Sad 29: Sana bu mübarek kitabı, AYETLERİNİ DÜŞÜNSÜNLER VE AKLI OLANLAR ÖĞÜT ALSINLAR DİYE İNDİRDİK. (Bayraktar Bayraklı meali)
Eğer bir Müslüman, Arapça bilmediği halde Kur’an ı okuyor ve hiçbir şey anlamıyor, yalnız duygulanıyorsa, böyle bir insanın, nasıl olurda Kur’an okuduğunu söyleriz. ALLAH IN TEBLİĞİNİ ALAMIYOR, ALAMADIĞI İÇİNDE AYETLER ÜZERİNDE DÜŞÜNEMİYOR. Yani Allah ın Kur’an ı okuyup anlama ve hayata geçirme emrini yerine getiremiyorsa, bu okumanın okuyana ne faydası olur? Hâlbuki anladığı dilden okumuş olsaydı, Allah ın tebliğini alacak ve Kur’an ın indiriliş amacını yerine getirecekti. İşte bizler düşünmeden, aklımızı kullanmadan, öğretilenleri inatla savunmaya devam ediyoruz. Bizler Kur’an dan faydalanma amacımızı unutmuş, kendi nefsimizde farklı amaçlar ve araçlar edinmişiz, böyle olunca da bir türlü KUR’AN GERÇEKLERİ İLE BULUŞAMIYORUZ.

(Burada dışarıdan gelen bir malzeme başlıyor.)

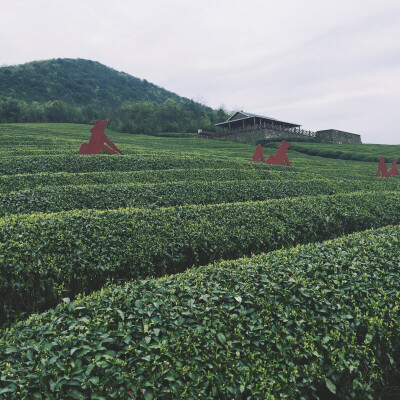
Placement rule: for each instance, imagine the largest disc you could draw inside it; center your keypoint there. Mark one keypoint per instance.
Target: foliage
(306, 323)
(300, 323)
(46, 257)
(79, 91)
(357, 152)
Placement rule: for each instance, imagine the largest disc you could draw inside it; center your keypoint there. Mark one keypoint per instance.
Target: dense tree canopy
(80, 91)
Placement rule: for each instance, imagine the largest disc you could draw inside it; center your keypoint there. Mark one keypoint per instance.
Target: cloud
(333, 63)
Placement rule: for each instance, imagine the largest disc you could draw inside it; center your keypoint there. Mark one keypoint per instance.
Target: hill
(80, 91)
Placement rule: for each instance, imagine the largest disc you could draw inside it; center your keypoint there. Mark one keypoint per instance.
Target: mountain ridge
(80, 91)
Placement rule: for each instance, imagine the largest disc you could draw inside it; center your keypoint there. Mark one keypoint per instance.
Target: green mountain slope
(77, 90)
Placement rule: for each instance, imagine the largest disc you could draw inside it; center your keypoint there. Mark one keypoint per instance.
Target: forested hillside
(80, 91)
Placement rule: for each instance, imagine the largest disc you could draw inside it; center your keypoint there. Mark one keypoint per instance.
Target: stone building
(246, 127)
(335, 136)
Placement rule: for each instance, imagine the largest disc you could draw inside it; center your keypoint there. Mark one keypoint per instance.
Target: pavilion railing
(280, 128)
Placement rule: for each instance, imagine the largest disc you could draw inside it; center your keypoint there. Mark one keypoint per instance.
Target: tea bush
(316, 322)
(44, 257)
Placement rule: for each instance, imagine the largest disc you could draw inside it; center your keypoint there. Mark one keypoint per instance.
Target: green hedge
(96, 163)
(316, 322)
(19, 182)
(44, 257)
(63, 198)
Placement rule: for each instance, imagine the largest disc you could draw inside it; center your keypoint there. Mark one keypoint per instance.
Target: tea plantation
(182, 270)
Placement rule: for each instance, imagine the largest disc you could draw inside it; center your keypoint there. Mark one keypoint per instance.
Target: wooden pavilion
(244, 121)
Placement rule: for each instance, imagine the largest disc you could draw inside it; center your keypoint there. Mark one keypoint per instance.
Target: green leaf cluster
(307, 323)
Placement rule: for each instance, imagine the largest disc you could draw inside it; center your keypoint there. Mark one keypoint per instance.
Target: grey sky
(320, 63)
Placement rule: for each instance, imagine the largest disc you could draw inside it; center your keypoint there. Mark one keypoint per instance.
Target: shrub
(307, 323)
(46, 257)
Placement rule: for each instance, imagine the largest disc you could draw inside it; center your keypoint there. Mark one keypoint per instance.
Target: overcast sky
(319, 63)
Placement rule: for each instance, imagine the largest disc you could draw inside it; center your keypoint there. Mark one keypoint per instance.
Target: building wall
(335, 136)
(255, 135)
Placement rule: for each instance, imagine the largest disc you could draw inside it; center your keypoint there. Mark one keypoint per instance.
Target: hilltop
(79, 91)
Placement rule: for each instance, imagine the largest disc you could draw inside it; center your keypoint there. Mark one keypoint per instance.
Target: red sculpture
(258, 154)
(382, 168)
(394, 170)
(98, 141)
(280, 157)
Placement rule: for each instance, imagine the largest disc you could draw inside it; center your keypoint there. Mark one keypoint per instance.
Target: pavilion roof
(247, 115)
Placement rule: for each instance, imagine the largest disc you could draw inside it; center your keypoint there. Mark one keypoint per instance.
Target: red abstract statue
(98, 141)
(258, 154)
(280, 157)
(382, 168)
(394, 170)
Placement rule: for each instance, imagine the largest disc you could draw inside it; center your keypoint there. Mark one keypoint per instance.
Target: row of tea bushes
(20, 182)
(44, 257)
(95, 163)
(315, 322)
(63, 198)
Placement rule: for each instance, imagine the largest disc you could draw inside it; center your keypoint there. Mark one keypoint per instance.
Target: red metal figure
(258, 154)
(98, 141)
(394, 170)
(280, 157)
(382, 168)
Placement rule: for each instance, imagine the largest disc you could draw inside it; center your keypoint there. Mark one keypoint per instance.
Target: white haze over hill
(320, 63)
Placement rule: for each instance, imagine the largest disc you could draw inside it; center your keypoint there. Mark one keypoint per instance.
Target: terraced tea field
(180, 269)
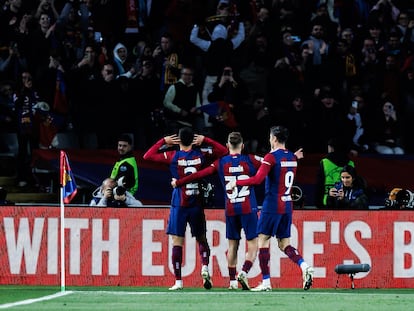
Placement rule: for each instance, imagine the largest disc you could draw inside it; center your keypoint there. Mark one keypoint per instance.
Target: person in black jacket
(329, 170)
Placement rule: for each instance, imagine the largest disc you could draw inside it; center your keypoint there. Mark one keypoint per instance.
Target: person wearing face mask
(350, 192)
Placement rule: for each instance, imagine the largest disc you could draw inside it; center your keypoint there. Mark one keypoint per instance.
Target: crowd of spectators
(103, 67)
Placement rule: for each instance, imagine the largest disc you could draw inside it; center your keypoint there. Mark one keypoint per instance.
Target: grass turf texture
(217, 299)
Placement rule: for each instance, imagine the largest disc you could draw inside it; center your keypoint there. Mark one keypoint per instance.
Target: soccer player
(186, 204)
(279, 168)
(240, 206)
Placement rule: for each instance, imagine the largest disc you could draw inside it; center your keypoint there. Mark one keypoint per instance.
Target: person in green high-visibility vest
(329, 171)
(125, 170)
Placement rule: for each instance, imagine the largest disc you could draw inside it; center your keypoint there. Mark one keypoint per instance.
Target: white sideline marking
(29, 301)
(239, 292)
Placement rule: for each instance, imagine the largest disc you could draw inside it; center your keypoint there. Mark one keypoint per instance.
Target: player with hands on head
(186, 202)
(279, 169)
(240, 206)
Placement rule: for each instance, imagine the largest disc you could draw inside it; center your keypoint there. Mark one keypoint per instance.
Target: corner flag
(67, 179)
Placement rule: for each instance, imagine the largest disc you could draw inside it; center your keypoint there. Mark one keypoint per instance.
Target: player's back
(237, 167)
(184, 163)
(279, 182)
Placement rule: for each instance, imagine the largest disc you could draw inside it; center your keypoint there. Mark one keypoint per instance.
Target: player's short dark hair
(235, 138)
(280, 132)
(186, 135)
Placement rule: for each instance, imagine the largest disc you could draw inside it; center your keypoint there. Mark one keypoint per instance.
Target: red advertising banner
(129, 247)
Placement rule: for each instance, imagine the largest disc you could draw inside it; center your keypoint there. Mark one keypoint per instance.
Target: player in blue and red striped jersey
(240, 206)
(186, 206)
(279, 169)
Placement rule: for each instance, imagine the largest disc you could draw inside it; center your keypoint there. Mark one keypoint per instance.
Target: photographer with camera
(349, 193)
(110, 194)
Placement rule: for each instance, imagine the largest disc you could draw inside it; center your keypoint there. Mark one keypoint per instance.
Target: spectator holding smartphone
(386, 130)
(350, 192)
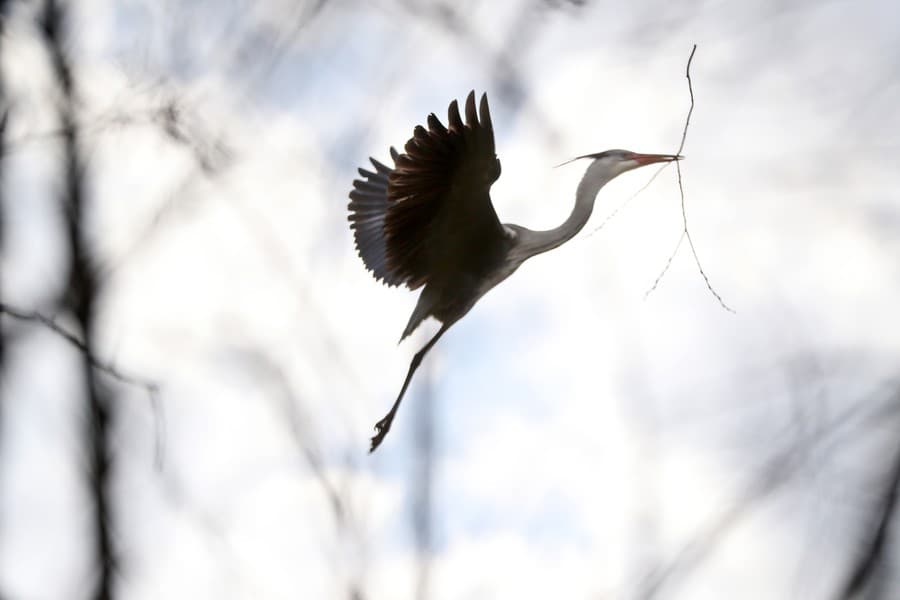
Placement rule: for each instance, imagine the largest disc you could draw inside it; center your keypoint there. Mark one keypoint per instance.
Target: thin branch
(665, 268)
(629, 199)
(685, 232)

Özet olarak şunu tekrar söylemek isterim. Kur’an Allah ın kullarına direk mesajıdır. Bu mesajı bizzat kendimiz alamadığımız sürece, O okuduğumuz Kur’an değildir. Çünkü Allah tüm kullarına, hatta günümüz şekliyle örnek vermek gerekirse, HER KULUNUN CEP TELEFONUNA MESAJINI, KENDİ ANLAYACAĞI DİLDEN GÖNDERMİŞTİR. Onu okuyalım, anlayalım ve düşünelim hayata geçirelim. İşte bu Kur’an dır, Kur’an olma özüne, amacına en uygun olanıdır unutmayalım.

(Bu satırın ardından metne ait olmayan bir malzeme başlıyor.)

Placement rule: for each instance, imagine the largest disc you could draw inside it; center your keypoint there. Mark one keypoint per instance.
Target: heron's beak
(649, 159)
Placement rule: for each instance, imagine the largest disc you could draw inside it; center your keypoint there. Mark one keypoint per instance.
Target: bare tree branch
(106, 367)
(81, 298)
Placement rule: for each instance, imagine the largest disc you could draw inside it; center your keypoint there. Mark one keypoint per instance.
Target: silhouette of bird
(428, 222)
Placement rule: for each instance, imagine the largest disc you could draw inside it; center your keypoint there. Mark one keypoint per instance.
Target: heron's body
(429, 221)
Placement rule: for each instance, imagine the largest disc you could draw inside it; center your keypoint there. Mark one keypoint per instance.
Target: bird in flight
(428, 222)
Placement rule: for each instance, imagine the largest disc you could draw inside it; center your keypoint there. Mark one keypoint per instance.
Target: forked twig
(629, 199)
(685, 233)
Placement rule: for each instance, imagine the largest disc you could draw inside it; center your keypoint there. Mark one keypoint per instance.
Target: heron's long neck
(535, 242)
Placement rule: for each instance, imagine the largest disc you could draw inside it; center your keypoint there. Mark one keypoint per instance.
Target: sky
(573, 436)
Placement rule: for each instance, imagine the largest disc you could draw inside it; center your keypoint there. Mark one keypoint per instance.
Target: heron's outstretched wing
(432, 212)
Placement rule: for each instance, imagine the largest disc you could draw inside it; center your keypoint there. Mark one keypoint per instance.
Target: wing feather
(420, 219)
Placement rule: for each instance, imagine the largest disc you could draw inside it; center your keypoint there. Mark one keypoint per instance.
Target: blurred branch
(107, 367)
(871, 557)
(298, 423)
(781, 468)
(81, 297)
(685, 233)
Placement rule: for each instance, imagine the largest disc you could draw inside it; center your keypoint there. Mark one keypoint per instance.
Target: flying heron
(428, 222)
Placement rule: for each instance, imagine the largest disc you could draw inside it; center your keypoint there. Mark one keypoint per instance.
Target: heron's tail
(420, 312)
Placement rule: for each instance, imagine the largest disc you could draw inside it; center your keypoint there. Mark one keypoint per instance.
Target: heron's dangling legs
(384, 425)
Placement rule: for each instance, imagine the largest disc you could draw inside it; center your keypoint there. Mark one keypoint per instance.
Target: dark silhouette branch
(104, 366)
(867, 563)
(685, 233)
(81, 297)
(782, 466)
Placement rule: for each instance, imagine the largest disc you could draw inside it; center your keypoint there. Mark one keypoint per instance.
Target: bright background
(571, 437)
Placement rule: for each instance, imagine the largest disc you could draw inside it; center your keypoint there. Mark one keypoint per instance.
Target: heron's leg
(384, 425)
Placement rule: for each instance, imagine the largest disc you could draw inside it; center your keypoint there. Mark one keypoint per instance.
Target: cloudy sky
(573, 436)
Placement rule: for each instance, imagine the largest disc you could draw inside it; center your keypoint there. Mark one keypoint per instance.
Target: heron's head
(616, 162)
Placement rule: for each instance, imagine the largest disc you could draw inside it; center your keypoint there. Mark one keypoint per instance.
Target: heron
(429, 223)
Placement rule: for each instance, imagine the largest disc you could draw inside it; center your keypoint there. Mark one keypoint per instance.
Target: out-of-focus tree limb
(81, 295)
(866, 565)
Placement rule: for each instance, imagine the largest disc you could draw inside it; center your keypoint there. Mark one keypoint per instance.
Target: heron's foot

Allah gönderdiği tüm kitapları, o günkü toplumunun dilinden gönderdiğini söylüyor Kur’an da. Bizlere kurulan tuzağın farkına varalım ve din tacirlerinin tuzağına düşmeyelim. Yakın zamana kadar Hıristiyanlar, Papalığın/kilisenin baskısıyla, bizde olduğu gibi her ülkenin kilisesinde orijinal indirildiği dilden okunurdu, hiç kimse anlamazdı, papazlar anlatırdı topluma. Buradaki amaç aynı bizdeki gibi, Papalık/kilise, istedikleri şekilde toplumu yönetebiliyorlardı. Onlar toplumun bilinçlenmesi ve aklın ön plana çıkmasıyla, bu baskıdan kurtuldular ve günümüzde İncil kiliselerinde, her ülkenin kendi dilinde okunuyor.

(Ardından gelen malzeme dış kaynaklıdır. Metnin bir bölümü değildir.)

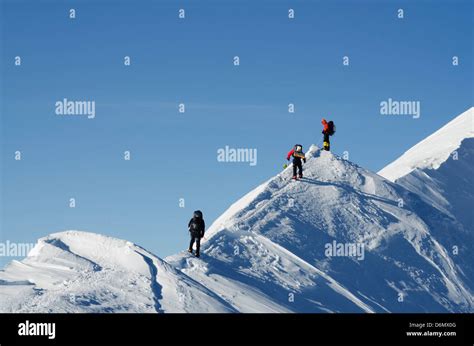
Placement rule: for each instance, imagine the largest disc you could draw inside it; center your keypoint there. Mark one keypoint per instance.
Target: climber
(298, 155)
(196, 228)
(328, 130)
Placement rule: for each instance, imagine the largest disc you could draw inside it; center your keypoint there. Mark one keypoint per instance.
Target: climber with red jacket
(328, 130)
(298, 155)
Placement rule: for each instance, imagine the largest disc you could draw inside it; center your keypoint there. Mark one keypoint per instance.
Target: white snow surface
(431, 152)
(267, 252)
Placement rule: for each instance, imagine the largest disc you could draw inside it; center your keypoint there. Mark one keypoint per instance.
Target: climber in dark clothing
(328, 130)
(298, 155)
(196, 228)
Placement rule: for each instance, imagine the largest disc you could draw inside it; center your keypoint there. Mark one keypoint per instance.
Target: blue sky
(173, 60)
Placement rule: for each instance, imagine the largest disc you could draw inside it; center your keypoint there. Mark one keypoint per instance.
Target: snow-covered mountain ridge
(343, 239)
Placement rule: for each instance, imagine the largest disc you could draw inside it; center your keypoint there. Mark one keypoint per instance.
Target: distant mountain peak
(435, 149)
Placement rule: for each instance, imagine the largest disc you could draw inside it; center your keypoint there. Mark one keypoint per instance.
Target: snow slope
(446, 183)
(274, 239)
(267, 252)
(431, 152)
(85, 272)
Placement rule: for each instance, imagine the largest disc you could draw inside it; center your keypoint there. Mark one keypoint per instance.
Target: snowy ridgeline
(343, 239)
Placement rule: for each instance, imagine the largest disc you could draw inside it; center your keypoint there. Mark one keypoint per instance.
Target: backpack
(195, 226)
(331, 128)
(298, 151)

Allah elçisine bile şu sözleri söylüyorsa, varın gerisini siz düşünün. “ O HALDE TEBLİĞ ETMEK SANA, HESAP SORMAK BİZE DÜŞER, KULUMLA ARAMDAN ÇEKİL.” Buradan da şunu anlıyoruz. Allah ın elçisinin görevi vahyi tebliğ etmek, iman eden ya da etmeyenle Allah yüzleşecek, cezayı ve mükâfatı da yalnız Allah verecektir. Anlayana çok şeyler anlatıyor, anlamayana zorla hiç kimse hiçbir şey anlatamaz. BİZLER KUR'AN IN ÇEVRESİNDE BİRLEŞMEDİĞİMİZ SÜRECE, DAHA ÇOK AMA ÇOK BU KONULARI TARTIŞIRIZ, AMA ASLA BİR NOKTADA BİRLEŞEMEYİZ. ÇÜNKÜ KAYNAK TEK OLMADIKÇA, BİR OLMAK MÜMKÜN OLMAYACAKTIR. Allah gerçeği fark edebilen, Kur’an ı anlayarak, düşünerek hayatına geçirebilen kulları arasına alsın inşallah bizleri.